Georgia Power claiming 0.75 PF when my meters show 0.92?

Started by Rachel K. — 12 years ago — 13 views
I've got a client with a manufacturing facility in Marietta getting hammered by Georgia Power for power factor penalties. Their internal PF meters consistently show 0.92-0.94, but GP is billing them at 0.75-0.78 on Schedule PL-1. The penalties are running $3,200/month. Has anyone seen this kind of discrepancy before? I'm wondering if it's a metering synchronization issue or if GP is measuring at a different point than the customer meters. The facility has about 2.5MW demand with mostly motor loads and some VFDs.
Rachel, I've seen this exact issue with Dominion here in Virginia. The utility was measuring PF at 15-minute intervals while the customer was reading instantaneous values. Motor starting transients can drag down the interval average even when steady-state PF looks good. Request the detailed interval data from Georgia Power - you'll probably see periodic dips that your client's meters aren't catching. Also check if they have any large motors that cycle on/off during the billing period.
Phil's right about the interval averaging. Duke Energy does the same thing here in Charlotte. One thing to check - are your client's PF meters true RMS or just fundamental? With VFDs in the mix, you could have significant harmonic distortion that affects the utility's power factor calculation but doesn't show up on basic meters. Harmonics can make the utility's displacement power factor calculation look worse than what simple meters report.
We had a similar case with APS here in Phoenix. Turned out the customer had installed capacitor banks but they were switching based on kVar readings, not actual power factor at the meter. The utility measures PF at the service entrance while the caps were correcting downstream. Customer thought they were at 0.95 PF but utility was seeing 0.82 because of the measurement point difference. Saved them $45K annually once we got it sorted out.
Great points everyone. Derek, the harmonics angle is interesting - this facility does have about 15 VFDs ranging from 10-150HP. Sarah, the capacitor bank location could definitely be an issue. They have a 600kVar bank that switches based on plant kVar demand, not utility meter readings. I'm going to request the 15-minute interval data from Georgia Power and also check the harmonic content at the service entrance. Will report back what we find.
Rachel, also verify the CT and PT ratios on both the utility and customer meters. I had a case with Puget Sound Energy where a customer's PF meter had incorrect CT ratios programmed, making their readings artificially high. The 2000:5 CTs were programmed as 1200:5 in the meter setup. Simple but costly mistake that went unnoticed for months.
David brings up a good point about CT ratios.
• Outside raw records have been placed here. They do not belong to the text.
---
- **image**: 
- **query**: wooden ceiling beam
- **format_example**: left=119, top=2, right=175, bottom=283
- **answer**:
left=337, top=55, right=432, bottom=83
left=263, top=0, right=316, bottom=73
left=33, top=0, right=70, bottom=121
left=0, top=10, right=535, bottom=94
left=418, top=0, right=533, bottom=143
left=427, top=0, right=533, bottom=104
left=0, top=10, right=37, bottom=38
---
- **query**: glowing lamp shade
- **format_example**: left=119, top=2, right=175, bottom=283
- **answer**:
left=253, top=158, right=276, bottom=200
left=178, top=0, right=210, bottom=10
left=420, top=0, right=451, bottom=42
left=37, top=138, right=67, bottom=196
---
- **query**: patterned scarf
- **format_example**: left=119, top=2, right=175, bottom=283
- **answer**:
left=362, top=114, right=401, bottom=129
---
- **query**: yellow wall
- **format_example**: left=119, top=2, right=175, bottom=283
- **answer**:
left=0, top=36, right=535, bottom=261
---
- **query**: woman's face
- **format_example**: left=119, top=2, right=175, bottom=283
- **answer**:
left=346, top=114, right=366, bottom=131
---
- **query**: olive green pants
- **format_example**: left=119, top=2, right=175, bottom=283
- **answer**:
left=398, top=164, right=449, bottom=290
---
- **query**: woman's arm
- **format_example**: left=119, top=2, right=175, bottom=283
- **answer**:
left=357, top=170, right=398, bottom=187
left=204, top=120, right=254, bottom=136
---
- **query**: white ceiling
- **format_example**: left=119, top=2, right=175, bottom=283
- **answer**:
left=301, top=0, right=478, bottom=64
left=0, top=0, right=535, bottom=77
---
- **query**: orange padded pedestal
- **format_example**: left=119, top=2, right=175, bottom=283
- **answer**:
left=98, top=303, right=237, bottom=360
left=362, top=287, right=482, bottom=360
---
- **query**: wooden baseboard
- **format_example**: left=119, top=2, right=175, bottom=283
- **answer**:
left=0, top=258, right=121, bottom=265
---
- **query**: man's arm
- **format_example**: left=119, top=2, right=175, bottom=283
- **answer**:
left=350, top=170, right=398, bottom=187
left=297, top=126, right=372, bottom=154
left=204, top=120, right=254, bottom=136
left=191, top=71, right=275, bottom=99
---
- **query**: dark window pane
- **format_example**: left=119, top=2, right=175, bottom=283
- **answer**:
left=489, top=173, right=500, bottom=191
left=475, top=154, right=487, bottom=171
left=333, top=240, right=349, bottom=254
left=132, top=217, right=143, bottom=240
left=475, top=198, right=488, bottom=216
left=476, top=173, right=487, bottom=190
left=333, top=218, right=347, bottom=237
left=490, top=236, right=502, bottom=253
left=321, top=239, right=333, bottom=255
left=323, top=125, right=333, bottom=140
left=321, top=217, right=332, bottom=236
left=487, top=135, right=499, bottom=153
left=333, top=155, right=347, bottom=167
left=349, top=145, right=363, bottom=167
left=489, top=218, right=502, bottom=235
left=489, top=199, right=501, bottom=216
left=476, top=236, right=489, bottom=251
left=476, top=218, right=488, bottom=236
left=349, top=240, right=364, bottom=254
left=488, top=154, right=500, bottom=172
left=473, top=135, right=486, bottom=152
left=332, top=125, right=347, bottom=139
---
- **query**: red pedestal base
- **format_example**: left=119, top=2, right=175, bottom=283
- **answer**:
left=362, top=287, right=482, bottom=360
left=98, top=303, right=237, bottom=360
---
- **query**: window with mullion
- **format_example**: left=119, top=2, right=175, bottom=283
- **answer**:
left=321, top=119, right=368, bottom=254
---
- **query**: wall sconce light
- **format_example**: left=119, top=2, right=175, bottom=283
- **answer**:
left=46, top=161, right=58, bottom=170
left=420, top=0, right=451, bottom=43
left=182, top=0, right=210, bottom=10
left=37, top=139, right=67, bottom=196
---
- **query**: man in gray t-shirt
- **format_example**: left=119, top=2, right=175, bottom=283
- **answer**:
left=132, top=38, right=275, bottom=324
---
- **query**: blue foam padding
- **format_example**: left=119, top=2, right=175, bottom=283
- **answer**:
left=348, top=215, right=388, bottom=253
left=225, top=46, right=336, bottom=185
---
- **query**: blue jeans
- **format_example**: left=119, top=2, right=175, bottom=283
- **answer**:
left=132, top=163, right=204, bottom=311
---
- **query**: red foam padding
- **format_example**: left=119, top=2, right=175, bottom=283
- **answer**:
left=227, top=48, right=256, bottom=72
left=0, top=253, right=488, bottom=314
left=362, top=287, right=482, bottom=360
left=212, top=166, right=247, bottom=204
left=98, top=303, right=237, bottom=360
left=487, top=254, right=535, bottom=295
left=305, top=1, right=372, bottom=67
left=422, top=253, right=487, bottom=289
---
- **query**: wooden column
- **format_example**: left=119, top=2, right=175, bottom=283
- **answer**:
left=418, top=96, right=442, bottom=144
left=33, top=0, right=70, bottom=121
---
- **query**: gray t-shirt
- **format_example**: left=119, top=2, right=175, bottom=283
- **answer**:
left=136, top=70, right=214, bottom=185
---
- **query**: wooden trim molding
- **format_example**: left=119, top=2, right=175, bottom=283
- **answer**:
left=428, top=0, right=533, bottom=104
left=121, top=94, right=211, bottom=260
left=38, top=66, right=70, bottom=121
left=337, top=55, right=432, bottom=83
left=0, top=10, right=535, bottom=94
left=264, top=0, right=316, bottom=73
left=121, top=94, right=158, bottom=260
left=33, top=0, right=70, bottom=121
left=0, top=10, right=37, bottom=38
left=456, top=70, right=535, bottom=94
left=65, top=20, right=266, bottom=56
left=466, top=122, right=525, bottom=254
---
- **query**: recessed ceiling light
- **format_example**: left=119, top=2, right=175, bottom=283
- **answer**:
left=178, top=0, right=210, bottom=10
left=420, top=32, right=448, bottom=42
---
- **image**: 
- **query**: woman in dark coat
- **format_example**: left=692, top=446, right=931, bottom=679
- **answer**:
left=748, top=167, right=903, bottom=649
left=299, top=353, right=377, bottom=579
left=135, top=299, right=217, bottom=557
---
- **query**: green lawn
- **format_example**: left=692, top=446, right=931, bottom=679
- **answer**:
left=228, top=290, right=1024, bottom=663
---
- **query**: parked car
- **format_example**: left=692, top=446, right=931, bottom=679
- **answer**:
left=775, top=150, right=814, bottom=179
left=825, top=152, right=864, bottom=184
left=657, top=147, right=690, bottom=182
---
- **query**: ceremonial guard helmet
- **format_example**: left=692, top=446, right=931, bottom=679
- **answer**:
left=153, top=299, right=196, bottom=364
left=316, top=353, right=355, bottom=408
Also check if the customer meters are measuring line-to-line or line-to-neutral voltages correctly. Wrong voltage configuration can throw off the power factor calculation significantly. I've seen meters configured for 480V delta when the service was actually 480V wye, causing a 1.732 error factor in the PF calculation.
Update: Got the interval data from Georgia Power and found the smoking gun. The facility has two large air compressors (200HP each) that cycle every 45 minutes during peak production. When they start, the power factor drops to 0.65 for about 2-3 minutes, which is exactly during GP's demand interval measurement. Customer meters were showing steady-state PF after the motors were up to speed. Installing soft-starters reduced the penalty by 80%. Thanks for all the input!